Sticker shock

First FDA-approved postpartum depression drug requires a 60-hour infusion — and $34,000

Ana and her baby Theo, a five-month-old, perform during a yoga session at the Gama Group center in Sao Paulo on September 19, 2013. (REUTERS/Nacho Doce)

The first drug specifically aimed at alleviating postpartum depression has been approved by the FDA, but the intensity of the treatment regime — not to mention its exorbitant cost — could give some women pause.

Brexanolone, which is marketed as Zulresso, is reportedly capable of reducing symptoms of postpartum depression within 48 hours — much faster than typical antidepressants, which can take two to four weeks to take effect.

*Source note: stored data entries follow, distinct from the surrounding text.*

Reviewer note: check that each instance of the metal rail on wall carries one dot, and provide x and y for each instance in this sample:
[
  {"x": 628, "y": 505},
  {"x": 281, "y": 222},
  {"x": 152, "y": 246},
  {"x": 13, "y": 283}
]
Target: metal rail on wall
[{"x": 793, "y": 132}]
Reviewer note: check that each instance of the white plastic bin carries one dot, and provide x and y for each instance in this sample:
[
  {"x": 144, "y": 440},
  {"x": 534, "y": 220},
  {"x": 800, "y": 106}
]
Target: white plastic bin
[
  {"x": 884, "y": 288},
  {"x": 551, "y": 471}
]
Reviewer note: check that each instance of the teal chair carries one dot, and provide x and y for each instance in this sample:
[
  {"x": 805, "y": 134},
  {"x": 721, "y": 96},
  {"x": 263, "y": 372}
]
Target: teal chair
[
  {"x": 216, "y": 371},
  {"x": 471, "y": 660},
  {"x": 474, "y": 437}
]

But for now, the drug will likely remain out of reach for most sufferers. Brexanolone is delivered by infusion over 60 hours, during which time the patient must remain in a medical center under supervision. According to the drug’s manufacturer, Sage Therapeutics, it costs an average of $34,000 per patient, not including the cost of the stay at the medical center. A pill version of the treatment is expected to be submitted for approval within a couple of years if it passes clinical trials.

The drug’s approval represents a landmark step that experts say could lead to new treatments for mothers suffering from the condition. Depression is believed to affect as many as one in seven American women during or after pregnancy.

In clinical studies of the drug — which were sponsored, designed, and written by its manufacturer — brexanolone was extremely effective at reducing depression in severely depressed women, though only slightly more effective than a placebo pill. One woman in the trial said that the drug helped her deal with postpartum depression after other antidepressants failed. After the birth of her daughters, she said, she found herself crying constantly and unable to socialize.

“I started having intrusive thoughts that would not go away,” she said. “‘Your daughter deserves a better mom, and your husband deserves a better wife’ — that would just play on repeat.”

Just 12 hours after she began taking the infusion, she said, she “woke up from a nap and those intrusive thoughts that played on repeat, they were gone.”

“I felt like myself again,” she said.